PARBOABOA, Medan - Guru Besar Hukum Tata Negara Denny Indrayana menilai, kepentingan politik di Pemilihan Umum (Pemilu) 2024 akan sangat berbahaya bagi demokrasi. Bahkan melupakan esensi dari pemilu itu sendiri.
Padahal menurut Deny, pemilu seharusnya menjadi solusi dari permasalahan yang muncul di Indonesia.
"Terutama yang saya soroti adalah korupsi yang tidak selesai. Namun pemilu bukannya menjadi solusi, malah menimbulkan sikap-sikap koruptif lainnya salah satunya seperti tindakan politik uang," ungkapnya saat diskusi publik yang diadakan Institute of Democracy and Education Indonesia, Sabtu (2/9/2023.
Pendiri Integrity Law Firm ini menduga ada kepentingan elite politik mengeluarkan kebijakan ketika mendekati pemilu.

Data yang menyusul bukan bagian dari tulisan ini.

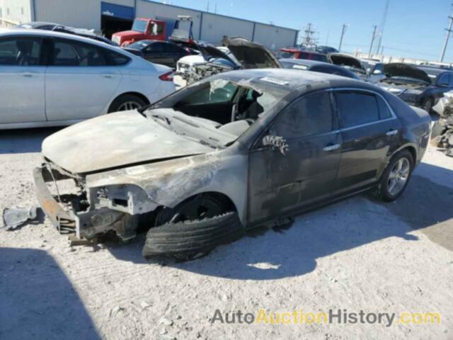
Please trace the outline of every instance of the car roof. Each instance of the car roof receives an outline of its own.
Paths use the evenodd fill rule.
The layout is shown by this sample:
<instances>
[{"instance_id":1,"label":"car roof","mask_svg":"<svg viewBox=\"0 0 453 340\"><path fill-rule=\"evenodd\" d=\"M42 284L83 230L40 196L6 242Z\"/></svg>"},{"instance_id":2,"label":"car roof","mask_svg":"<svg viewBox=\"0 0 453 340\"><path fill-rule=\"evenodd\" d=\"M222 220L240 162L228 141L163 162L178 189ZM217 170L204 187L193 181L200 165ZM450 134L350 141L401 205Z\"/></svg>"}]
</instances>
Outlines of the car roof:
<instances>
[{"instance_id":1,"label":"car roof","mask_svg":"<svg viewBox=\"0 0 453 340\"><path fill-rule=\"evenodd\" d=\"M29 26L30 27L38 27L38 26L59 26L60 25L59 25L58 23L47 23L45 21L31 21L30 23L21 23L20 25L18 25L19 26L23 26L23 25L27 25Z\"/></svg>"},{"instance_id":2,"label":"car roof","mask_svg":"<svg viewBox=\"0 0 453 340\"><path fill-rule=\"evenodd\" d=\"M50 38L61 38L64 39L71 39L73 40L77 40L82 42L86 42L88 44L96 45L104 48L113 49L115 51L122 51L122 50L117 46L113 46L105 42L91 38L85 38L78 34L69 34L62 32L55 32L53 30L30 30L29 28L0 28L0 37L11 37L14 35L28 35L28 36L45 36Z\"/></svg>"},{"instance_id":3,"label":"car roof","mask_svg":"<svg viewBox=\"0 0 453 340\"><path fill-rule=\"evenodd\" d=\"M309 59L282 58L280 60L283 62L290 62L292 64L297 64L298 65L306 65L306 66L318 65L318 64L333 65L333 64L330 64L328 62L319 62L318 60L311 60ZM333 66L336 66L336 65L333 65Z\"/></svg>"},{"instance_id":4,"label":"car roof","mask_svg":"<svg viewBox=\"0 0 453 340\"><path fill-rule=\"evenodd\" d=\"M453 70L432 66L418 66L417 68L425 71L428 74L435 74L437 76L442 73L453 73Z\"/></svg>"}]
</instances>

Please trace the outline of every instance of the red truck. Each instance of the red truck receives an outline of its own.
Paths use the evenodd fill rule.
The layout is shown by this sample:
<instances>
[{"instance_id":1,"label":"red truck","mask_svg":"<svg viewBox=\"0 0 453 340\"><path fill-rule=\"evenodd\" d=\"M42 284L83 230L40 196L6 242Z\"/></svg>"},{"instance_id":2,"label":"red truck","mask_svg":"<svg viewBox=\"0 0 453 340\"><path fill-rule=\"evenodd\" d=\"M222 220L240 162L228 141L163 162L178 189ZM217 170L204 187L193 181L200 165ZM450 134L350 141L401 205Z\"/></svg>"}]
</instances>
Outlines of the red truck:
<instances>
[{"instance_id":1,"label":"red truck","mask_svg":"<svg viewBox=\"0 0 453 340\"><path fill-rule=\"evenodd\" d=\"M180 28L182 23L186 23L187 29ZM178 20L172 32L175 40L191 41L193 39L192 34L192 18L188 16L178 16ZM122 47L125 47L130 44L139 40L161 40L166 41L170 32L167 29L167 23L162 20L151 19L149 18L137 18L134 21L130 30L117 32L112 35L112 41L116 42ZM173 38L173 37L171 37ZM173 40L173 39L172 39Z\"/></svg>"}]
</instances>

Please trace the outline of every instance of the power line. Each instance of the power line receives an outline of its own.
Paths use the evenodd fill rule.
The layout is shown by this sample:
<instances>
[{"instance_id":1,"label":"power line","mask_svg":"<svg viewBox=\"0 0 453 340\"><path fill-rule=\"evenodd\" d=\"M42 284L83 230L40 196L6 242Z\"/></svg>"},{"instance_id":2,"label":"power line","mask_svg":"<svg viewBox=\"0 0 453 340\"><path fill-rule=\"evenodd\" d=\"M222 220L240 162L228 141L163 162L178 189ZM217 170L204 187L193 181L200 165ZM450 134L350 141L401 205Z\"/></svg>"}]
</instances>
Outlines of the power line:
<instances>
[{"instance_id":1,"label":"power line","mask_svg":"<svg viewBox=\"0 0 453 340\"><path fill-rule=\"evenodd\" d=\"M452 5L453 5L453 4L452 4ZM452 26L453 26L453 17L450 16L448 18L449 19L449 23L448 24L448 28L445 28L447 34L445 35L445 42L444 42L444 47L442 49L442 54L440 55L440 62L444 61L445 51L447 50L447 46L448 45L448 40L450 38L450 33L452 33Z\"/></svg>"},{"instance_id":2,"label":"power line","mask_svg":"<svg viewBox=\"0 0 453 340\"><path fill-rule=\"evenodd\" d=\"M341 45L343 44L343 38L345 36L345 33L346 33L346 28L348 28L348 25L345 23L343 24L343 28L341 29L341 37L340 38L340 44L338 45L338 51L341 52Z\"/></svg>"},{"instance_id":3,"label":"power line","mask_svg":"<svg viewBox=\"0 0 453 340\"><path fill-rule=\"evenodd\" d=\"M373 27L374 28L373 29L373 36L371 38L371 44L369 45L369 52L368 52L369 58L371 58L371 51L373 49L373 43L374 42L374 38L376 38L376 30L377 30L377 26L376 25Z\"/></svg>"},{"instance_id":4,"label":"power line","mask_svg":"<svg viewBox=\"0 0 453 340\"><path fill-rule=\"evenodd\" d=\"M379 53L379 49L381 48L381 44L382 43L384 29L385 28L385 24L387 22L387 15L389 14L389 5L390 0L386 0L386 2L385 3L385 8L384 8L384 13L382 13L382 20L381 21L381 25L379 26L379 41L377 43L377 48L376 49L376 53L378 55Z\"/></svg>"}]
</instances>

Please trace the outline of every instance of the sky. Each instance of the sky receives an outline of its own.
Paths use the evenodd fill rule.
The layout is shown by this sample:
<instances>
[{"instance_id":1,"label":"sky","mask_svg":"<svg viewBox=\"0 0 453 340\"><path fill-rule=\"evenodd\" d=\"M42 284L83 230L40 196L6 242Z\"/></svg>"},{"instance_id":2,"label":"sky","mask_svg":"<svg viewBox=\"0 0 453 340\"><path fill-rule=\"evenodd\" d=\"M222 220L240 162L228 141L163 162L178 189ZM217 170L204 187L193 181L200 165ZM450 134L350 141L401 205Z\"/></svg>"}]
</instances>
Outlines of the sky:
<instances>
[{"instance_id":1,"label":"sky","mask_svg":"<svg viewBox=\"0 0 453 340\"><path fill-rule=\"evenodd\" d=\"M167 3L299 30L313 24L319 45L338 48L343 23L348 25L342 51L367 53L373 26L379 26L386 0L167 0ZM386 55L439 60L452 0L389 0L382 35ZM376 45L375 45L376 46ZM445 62L453 62L453 34Z\"/></svg>"}]
</instances>

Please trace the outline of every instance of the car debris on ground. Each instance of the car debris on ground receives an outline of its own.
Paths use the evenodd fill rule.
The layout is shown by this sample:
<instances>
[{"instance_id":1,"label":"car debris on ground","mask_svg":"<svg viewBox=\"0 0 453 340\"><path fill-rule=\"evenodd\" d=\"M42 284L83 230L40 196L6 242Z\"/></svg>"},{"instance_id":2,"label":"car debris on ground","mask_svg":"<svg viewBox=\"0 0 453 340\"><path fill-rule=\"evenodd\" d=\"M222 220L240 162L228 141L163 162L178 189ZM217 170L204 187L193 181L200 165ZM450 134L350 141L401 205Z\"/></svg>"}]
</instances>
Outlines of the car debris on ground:
<instances>
[{"instance_id":1,"label":"car debris on ground","mask_svg":"<svg viewBox=\"0 0 453 340\"><path fill-rule=\"evenodd\" d=\"M3 227L11 230L33 221L38 217L38 210L36 205L29 208L6 208L2 214Z\"/></svg>"}]
</instances>

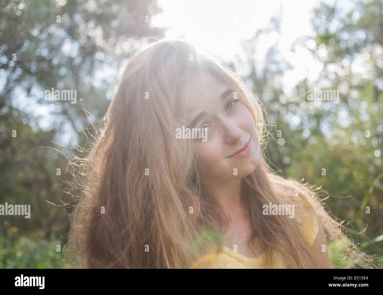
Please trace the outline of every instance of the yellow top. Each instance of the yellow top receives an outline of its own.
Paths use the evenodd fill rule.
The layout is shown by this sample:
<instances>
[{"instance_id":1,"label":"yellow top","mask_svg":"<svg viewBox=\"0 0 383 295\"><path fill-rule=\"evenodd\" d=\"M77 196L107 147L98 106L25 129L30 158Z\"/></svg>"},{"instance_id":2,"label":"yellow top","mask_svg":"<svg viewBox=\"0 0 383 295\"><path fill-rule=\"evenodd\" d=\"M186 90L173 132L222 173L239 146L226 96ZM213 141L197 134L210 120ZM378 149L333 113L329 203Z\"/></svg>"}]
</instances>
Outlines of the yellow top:
<instances>
[{"instance_id":1,"label":"yellow top","mask_svg":"<svg viewBox=\"0 0 383 295\"><path fill-rule=\"evenodd\" d=\"M319 229L316 220L311 215L297 218L303 222L304 237L310 245L312 245ZM273 268L286 268L280 256L274 250L272 251L276 258L273 263ZM249 258L224 245L223 252L204 256L196 261L190 268L264 268L262 262L265 254L264 252L256 258Z\"/></svg>"}]
</instances>

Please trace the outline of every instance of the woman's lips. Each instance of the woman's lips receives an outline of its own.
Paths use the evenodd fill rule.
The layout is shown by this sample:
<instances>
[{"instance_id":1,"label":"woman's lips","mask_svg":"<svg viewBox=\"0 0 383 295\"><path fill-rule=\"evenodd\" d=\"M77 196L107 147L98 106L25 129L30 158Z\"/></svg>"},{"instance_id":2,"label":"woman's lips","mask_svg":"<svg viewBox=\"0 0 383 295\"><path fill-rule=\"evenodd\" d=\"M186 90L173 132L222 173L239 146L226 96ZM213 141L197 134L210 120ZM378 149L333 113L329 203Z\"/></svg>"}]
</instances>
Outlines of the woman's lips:
<instances>
[{"instance_id":1,"label":"woman's lips","mask_svg":"<svg viewBox=\"0 0 383 295\"><path fill-rule=\"evenodd\" d=\"M235 154L230 157L228 157L233 159L235 158L242 158L247 156L250 153L250 151L251 151L251 138L250 138L249 140L249 141L247 142L247 144L245 146L244 149Z\"/></svg>"}]
</instances>

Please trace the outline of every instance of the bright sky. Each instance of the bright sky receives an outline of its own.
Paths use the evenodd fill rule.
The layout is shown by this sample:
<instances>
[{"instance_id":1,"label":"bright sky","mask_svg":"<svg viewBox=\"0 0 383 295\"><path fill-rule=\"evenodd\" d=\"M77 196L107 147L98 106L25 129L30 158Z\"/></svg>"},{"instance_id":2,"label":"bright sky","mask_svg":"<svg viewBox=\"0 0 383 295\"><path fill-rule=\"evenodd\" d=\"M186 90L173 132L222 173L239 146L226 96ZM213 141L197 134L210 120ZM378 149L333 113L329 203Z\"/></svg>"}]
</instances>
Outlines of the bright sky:
<instances>
[{"instance_id":1,"label":"bright sky","mask_svg":"<svg viewBox=\"0 0 383 295\"><path fill-rule=\"evenodd\" d=\"M323 2L332 3L334 1ZM252 37L259 29L267 28L271 18L281 16L278 49L282 59L295 68L286 71L283 79L284 88L288 94L298 81L307 76L314 79L321 69L321 65L314 62L308 50L298 48L293 53L290 50L297 38L313 36L312 11L320 2L320 0L159 0L158 5L164 11L153 16L151 22L157 26L169 27L165 32L166 37L183 38L197 49L206 50L226 60L236 55L244 57L246 53L241 45L241 40ZM342 5L343 2L342 2ZM347 4L345 6L348 6ZM266 51L277 37L276 32L273 32L259 38L255 57L259 68L264 65Z\"/></svg>"}]
</instances>

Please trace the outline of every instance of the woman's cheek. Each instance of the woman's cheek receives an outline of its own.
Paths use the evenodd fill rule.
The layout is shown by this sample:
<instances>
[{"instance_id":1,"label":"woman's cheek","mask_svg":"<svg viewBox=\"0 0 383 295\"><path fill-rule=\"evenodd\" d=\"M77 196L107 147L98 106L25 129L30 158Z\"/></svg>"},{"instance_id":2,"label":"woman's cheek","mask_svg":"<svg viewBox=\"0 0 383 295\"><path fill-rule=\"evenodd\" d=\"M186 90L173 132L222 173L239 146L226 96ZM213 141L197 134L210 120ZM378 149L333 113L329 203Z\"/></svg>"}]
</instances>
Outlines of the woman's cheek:
<instances>
[{"instance_id":1,"label":"woman's cheek","mask_svg":"<svg viewBox=\"0 0 383 295\"><path fill-rule=\"evenodd\" d=\"M196 148L199 164L205 174L211 174L210 172L214 170L218 162L218 154L214 152L214 150L208 145L201 144L199 146Z\"/></svg>"}]
</instances>

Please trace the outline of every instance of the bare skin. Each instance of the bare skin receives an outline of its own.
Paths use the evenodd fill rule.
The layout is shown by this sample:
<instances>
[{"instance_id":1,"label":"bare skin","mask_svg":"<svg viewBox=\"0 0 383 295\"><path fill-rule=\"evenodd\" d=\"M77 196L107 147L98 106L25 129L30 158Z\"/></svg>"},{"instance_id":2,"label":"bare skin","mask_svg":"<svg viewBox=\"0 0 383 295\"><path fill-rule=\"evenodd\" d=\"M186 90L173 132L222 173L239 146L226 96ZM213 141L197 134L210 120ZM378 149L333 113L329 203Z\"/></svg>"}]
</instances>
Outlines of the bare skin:
<instances>
[{"instance_id":1,"label":"bare skin","mask_svg":"<svg viewBox=\"0 0 383 295\"><path fill-rule=\"evenodd\" d=\"M232 219L225 234L228 240L227 246L232 249L236 245L239 253L254 258L264 251L260 249L255 256L247 247L250 222L240 200L242 178L252 172L259 164L259 139L247 107L234 99L233 95L223 100L222 94L229 88L208 72L195 73L181 96L177 108L189 124L201 111L208 112L193 126L207 128L206 141L193 139L201 183L207 195L217 200ZM229 157L249 139L251 149L248 154L242 157ZM237 175L233 173L234 169Z\"/></svg>"}]
</instances>

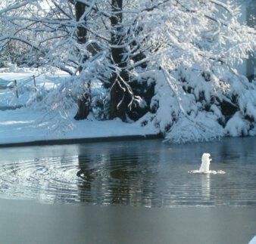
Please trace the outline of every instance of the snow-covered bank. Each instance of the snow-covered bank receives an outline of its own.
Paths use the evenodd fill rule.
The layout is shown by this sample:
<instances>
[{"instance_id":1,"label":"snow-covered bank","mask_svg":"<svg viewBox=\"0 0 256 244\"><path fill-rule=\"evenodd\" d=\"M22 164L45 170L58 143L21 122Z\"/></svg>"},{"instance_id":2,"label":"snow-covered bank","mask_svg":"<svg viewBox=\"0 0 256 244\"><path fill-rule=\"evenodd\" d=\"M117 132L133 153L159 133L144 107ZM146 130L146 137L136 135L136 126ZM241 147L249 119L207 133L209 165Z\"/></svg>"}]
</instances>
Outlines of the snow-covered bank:
<instances>
[{"instance_id":1,"label":"snow-covered bank","mask_svg":"<svg viewBox=\"0 0 256 244\"><path fill-rule=\"evenodd\" d=\"M73 119L76 106L66 111L68 118L64 119L58 111L49 114L42 107L37 110L37 107L27 107L30 97L35 93L33 76L38 74L38 72L30 69L0 73L2 80L12 82L16 79L19 86L18 98L13 88L0 90L0 145L75 139L145 137L159 133L154 127L142 128L139 123L125 123L120 119L98 121L90 116L87 120L76 121ZM64 82L66 76L67 74L63 73L37 76L36 88L48 91ZM15 107L22 107L11 110Z\"/></svg>"},{"instance_id":2,"label":"snow-covered bank","mask_svg":"<svg viewBox=\"0 0 256 244\"><path fill-rule=\"evenodd\" d=\"M138 124L127 124L119 119L73 121L71 130L54 133L47 126L38 125L37 119L42 114L39 113L31 113L27 108L0 111L0 145L42 141L158 134L155 129L143 128Z\"/></svg>"},{"instance_id":3,"label":"snow-covered bank","mask_svg":"<svg viewBox=\"0 0 256 244\"><path fill-rule=\"evenodd\" d=\"M73 88L70 77L63 73L54 75L47 73L36 76L35 86L35 75L37 75L35 70L0 73L0 83L17 81L17 87L0 89L2 145L143 137L161 133L171 143L256 134L255 85L242 77L239 80L229 73L222 81L226 86L223 90L214 82L212 83L216 85L206 82L201 74L195 70L186 71L186 75L190 76L186 76L182 85L199 91L193 94L191 91L184 92L186 88L182 90L183 87L177 90L172 82L165 80L167 76L161 71L144 73L145 78L150 77L157 84L151 100L151 113L130 123L123 122L119 119L101 121L103 110L98 107L92 107L88 119L75 120L77 107L73 99L75 94L70 91ZM179 77L177 76L176 80L173 81L173 84L179 83ZM105 95L104 92L100 84L92 84L92 99L100 97L101 94ZM201 94L198 97L196 94L200 92ZM17 107L19 108L15 110Z\"/></svg>"}]
</instances>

"Contohnya pelemahan KPK yang awalnya independen menjadi di bawah pemerintahan eksekutif. Selain itu pemilihan komisioner KPK yang kian problematik, pion-pion KPK yang diberhentikan dengan dalih tidak lulus Tes Wawasan Kebangsaan, hingga masa jabatan ketua KPK yang diperpanjang hingga tahun 2024," jelas Denny Indrayana.
Contoh tersebut, lanjut dia, mengindikasikan pelemahan oposisi dari yang berkuasa saat ini.
"Pastinya ada indikasi kasus-kasus orang-orang oposisi dinaikkan sementara kasus-kasus koalisi didiamkan," ungkap Denny.
Ia melanjutkan, kepentingan politik ini juga menunjukkan pemilu tidak lagi berpatokan pada prinsip-prinsip anti korupsi.
"Terlebih yang sekarang sedang berkompetisi rata-rata partai yang memiliki problematik dengan korupsi itu sendiri, dimana kader-kadernya banyak yang tertangkap tangan masalah korupsi," katanya.
Selain KPK, Denny juga menyoroti Mahkamah Konstitusi (MK) sebagai salah satu lembaga yang memegang kepentingan politik yang berbahaya.
"Sekarang pun presidential threshold tetap bertentangan dengan UUD karena menyebutkan presiden dapat dicalonkan oleh Partai Peserta Pemilu. Artinya semua partai bisa mencalonkan," jelasnya.
Apalagi, lanjut dia, banyak perkara yang ditolak MK dengan alasan legal standing pemohon.
"karena presidential threshold ini lah makanya banyak partai yang istilahnya kawin paksa. Akibatnya banyak juga kader-kader partai yang memiliki suara dukungan yang miring tidak sesuai arahan partai," imbuhnya.
Hal yang disoroti Denny lainnya yaitu Putusan MK terkait usia pencalonan presiden.
Ia menilai, Ketua MK Anwar Usman seharusnya tidak bisa ikut memeriksa perkara ini karena Anwar merupakan keluarga dari Presiden Jokowi.
"Walaupun putusan ini kemudian berlaku secara umum, namun kan kita sudah bisa menilai bahwa putusan ini memiliki pengaruh yang besar atas naiknya anak dari Jokowi yakni Gibran. Tidak seharusnya seorang hakim memeriksa perkara yang berdampak pada keluarganya sendiri. Ada kode etiknya untuk itu," ujarnya.
Denny lantas menyoroti kehadiran Anwar Usman pada agenda-agenda eksekutif yang sebenarnya MK tidak memiliki urgensi pada agenda tersebut.
"Contoh seperti peninjauan IKN. Tidak perlu sebenarnya ada Ketua MK di situ. Hal ini akan menurunkan marwah dari MK itu sendiri," tambahnya.